Another idea that emerges from Nishitani is that life and death are two sides of the same coin. Somehow, warm, living, feeling, human life emerged from cold, dead matter – matter which works according to laws which are indifferent to our human feelings. The laws give life and take it away, impersonally, indifferently. Scientists and technologists spend their efforts in learning to manipulate these laws to the advantage of life and human feelings.
Our human bodies are life/death. We are a life/death process. We can only live because our cells are constantly dying. We are as insubstantial as the vortex of a whirlpool, or the eye of a storm. We are not our bodies. Life is something that emerges when matter becomes sufficiently complex. Matter has emerged from nothing. We have emerged from matter. How? Why? We do not know.

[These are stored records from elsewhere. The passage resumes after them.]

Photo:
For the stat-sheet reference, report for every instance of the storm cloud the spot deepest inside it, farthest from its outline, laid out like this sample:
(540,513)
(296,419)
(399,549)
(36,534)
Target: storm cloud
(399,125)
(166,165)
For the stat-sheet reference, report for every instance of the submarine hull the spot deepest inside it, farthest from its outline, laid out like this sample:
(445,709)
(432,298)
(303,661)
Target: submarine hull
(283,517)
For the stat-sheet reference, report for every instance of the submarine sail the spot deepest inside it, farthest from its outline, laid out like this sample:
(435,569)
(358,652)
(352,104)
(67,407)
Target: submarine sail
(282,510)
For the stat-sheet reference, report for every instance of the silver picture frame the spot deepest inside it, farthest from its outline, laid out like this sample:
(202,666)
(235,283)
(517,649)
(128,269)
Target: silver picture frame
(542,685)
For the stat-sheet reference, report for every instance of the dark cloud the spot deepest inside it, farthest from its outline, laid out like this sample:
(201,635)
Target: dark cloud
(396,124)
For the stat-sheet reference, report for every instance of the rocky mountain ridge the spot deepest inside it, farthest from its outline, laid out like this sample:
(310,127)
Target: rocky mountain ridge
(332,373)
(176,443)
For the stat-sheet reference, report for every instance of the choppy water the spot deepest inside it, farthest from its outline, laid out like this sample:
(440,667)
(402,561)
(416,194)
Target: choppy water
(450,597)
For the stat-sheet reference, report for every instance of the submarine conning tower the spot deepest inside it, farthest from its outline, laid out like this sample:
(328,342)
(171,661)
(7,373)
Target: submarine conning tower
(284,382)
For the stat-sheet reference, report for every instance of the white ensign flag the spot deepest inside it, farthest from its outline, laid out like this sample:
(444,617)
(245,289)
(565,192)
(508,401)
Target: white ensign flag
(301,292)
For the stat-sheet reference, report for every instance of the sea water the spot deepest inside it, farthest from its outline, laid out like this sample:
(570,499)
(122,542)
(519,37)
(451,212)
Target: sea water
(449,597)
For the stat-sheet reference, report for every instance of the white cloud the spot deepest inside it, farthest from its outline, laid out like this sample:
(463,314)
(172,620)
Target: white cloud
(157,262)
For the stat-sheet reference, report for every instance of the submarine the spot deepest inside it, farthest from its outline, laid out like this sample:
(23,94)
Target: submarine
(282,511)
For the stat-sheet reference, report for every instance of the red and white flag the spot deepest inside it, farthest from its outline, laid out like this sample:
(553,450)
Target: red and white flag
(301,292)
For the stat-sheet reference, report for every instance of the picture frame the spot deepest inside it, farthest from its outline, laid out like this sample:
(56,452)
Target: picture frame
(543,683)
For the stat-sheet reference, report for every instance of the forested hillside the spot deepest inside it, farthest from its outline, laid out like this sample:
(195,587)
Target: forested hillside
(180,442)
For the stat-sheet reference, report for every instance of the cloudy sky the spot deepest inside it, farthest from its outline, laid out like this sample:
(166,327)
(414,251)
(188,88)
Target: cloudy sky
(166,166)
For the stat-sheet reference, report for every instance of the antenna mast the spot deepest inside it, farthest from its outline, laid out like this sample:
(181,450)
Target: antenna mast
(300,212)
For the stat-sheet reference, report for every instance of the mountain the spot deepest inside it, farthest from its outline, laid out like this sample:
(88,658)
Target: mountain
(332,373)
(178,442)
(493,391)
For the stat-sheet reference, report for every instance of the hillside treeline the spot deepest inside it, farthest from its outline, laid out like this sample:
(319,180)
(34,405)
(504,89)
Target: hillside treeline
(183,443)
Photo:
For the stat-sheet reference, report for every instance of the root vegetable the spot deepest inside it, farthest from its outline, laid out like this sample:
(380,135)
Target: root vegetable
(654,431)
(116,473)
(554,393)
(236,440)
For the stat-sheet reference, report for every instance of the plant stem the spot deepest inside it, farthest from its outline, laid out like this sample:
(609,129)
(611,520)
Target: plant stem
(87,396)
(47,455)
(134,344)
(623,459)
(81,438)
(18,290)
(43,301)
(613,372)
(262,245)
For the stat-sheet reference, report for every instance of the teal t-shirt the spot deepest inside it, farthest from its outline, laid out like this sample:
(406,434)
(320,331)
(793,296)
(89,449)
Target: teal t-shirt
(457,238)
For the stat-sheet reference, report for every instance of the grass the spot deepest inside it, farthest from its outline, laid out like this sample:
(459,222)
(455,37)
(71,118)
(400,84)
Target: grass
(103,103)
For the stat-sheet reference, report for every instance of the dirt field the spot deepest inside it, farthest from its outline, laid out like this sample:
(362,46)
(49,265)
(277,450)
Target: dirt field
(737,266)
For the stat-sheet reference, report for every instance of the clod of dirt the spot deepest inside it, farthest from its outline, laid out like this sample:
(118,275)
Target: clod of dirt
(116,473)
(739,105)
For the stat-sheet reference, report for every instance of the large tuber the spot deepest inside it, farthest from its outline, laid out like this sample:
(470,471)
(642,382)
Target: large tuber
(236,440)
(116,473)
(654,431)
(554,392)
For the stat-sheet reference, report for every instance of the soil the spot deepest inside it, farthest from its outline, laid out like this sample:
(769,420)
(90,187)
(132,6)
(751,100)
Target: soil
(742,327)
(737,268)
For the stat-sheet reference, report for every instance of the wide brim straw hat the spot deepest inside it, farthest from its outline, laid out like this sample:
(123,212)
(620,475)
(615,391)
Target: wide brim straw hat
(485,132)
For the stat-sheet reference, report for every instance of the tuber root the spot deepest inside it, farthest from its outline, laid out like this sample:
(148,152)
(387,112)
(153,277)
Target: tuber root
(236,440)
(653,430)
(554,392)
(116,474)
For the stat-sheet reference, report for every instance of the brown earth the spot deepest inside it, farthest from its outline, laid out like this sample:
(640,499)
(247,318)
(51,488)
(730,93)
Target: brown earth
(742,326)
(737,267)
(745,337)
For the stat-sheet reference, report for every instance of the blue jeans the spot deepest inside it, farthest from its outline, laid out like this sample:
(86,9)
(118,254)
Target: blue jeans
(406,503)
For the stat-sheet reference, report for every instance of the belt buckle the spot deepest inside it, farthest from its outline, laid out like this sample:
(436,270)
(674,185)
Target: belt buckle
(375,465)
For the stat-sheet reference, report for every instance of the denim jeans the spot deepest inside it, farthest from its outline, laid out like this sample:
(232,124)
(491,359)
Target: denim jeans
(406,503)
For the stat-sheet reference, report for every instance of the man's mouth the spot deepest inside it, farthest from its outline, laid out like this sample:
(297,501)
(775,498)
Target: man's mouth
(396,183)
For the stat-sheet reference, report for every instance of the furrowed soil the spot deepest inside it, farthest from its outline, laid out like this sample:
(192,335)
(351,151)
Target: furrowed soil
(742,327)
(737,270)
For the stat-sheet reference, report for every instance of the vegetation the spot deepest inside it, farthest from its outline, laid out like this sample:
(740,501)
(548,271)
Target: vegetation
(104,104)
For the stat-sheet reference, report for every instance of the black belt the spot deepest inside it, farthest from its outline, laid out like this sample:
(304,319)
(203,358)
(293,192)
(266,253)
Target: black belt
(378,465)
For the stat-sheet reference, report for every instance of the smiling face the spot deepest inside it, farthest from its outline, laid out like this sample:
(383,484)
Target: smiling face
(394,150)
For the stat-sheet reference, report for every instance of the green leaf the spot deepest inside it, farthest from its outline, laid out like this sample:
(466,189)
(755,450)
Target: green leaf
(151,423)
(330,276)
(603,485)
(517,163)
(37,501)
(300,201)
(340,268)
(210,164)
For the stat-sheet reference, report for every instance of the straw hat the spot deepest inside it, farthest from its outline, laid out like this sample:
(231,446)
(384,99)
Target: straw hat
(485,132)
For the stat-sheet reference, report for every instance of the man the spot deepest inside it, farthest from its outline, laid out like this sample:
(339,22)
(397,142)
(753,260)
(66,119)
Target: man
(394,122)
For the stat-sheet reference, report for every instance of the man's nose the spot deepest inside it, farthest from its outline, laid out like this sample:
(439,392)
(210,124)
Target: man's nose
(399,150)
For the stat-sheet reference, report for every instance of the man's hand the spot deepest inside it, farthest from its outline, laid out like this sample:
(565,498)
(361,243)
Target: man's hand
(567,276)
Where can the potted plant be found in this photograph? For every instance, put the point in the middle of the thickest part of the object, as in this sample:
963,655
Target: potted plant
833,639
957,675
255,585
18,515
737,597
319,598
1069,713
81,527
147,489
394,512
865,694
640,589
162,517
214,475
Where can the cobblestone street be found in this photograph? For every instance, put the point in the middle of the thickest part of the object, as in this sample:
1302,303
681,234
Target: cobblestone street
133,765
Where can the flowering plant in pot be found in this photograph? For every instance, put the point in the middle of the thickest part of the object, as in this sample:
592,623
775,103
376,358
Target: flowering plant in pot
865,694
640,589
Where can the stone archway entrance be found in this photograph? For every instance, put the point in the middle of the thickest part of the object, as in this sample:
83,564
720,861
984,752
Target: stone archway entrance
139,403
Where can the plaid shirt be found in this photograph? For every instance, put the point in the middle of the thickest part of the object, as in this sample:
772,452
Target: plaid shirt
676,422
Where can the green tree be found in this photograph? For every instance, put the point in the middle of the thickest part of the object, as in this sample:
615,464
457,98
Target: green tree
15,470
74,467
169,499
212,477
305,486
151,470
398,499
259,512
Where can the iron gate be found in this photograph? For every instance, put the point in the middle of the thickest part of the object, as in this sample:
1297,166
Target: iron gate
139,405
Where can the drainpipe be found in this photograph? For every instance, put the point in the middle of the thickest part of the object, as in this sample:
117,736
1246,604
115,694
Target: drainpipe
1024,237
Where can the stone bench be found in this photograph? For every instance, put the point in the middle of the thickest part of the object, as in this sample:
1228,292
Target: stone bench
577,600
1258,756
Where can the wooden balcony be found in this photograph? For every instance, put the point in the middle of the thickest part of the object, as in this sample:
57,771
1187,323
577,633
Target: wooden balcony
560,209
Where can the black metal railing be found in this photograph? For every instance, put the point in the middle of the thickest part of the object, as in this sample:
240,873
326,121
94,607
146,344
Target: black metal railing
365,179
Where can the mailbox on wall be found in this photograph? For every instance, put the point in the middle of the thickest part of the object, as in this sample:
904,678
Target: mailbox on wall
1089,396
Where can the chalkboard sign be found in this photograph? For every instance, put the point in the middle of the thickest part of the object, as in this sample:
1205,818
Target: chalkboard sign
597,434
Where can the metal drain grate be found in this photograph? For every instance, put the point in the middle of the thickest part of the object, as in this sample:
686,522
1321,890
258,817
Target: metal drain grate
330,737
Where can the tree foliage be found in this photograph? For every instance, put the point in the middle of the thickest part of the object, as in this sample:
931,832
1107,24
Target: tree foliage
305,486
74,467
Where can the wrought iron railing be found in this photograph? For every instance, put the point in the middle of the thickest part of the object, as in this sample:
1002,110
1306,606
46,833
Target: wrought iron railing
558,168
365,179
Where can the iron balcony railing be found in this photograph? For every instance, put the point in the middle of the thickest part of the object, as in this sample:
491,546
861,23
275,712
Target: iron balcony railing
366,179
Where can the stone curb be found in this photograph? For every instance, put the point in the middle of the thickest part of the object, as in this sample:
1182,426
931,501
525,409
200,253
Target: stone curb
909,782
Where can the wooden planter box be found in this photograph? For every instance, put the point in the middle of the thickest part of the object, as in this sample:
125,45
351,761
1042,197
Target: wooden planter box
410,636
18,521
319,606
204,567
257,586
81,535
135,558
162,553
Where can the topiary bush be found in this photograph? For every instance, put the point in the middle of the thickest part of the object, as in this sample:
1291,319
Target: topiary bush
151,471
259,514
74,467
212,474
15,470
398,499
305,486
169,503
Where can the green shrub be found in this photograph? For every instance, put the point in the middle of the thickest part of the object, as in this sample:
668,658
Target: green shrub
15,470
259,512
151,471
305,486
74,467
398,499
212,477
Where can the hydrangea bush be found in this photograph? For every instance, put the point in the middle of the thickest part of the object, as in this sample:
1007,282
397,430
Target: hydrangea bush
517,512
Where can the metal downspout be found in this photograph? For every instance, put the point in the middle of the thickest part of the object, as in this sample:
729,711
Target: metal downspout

Of course it may simply be a matter of perspective. Two-dimensional beings living on the surface of a sphere exist in three dimensions. They are not, and cannot be, aware of the third dimension. Only by ceasing to be two-dimensional and becoming three-dimensional can they be aware of the fullness of their reality. We exist in, at least, four dimensions, the three of space and the fourth of time. We cannot be aware of a fifth dimension even though it may be as much part of the fabric of our reality as the third dimension was for the 2D’s. Only by ceasing to be what we are now (dying?) and becoming what we are not yet (resurrection?) can we become aware of the fullness of reality.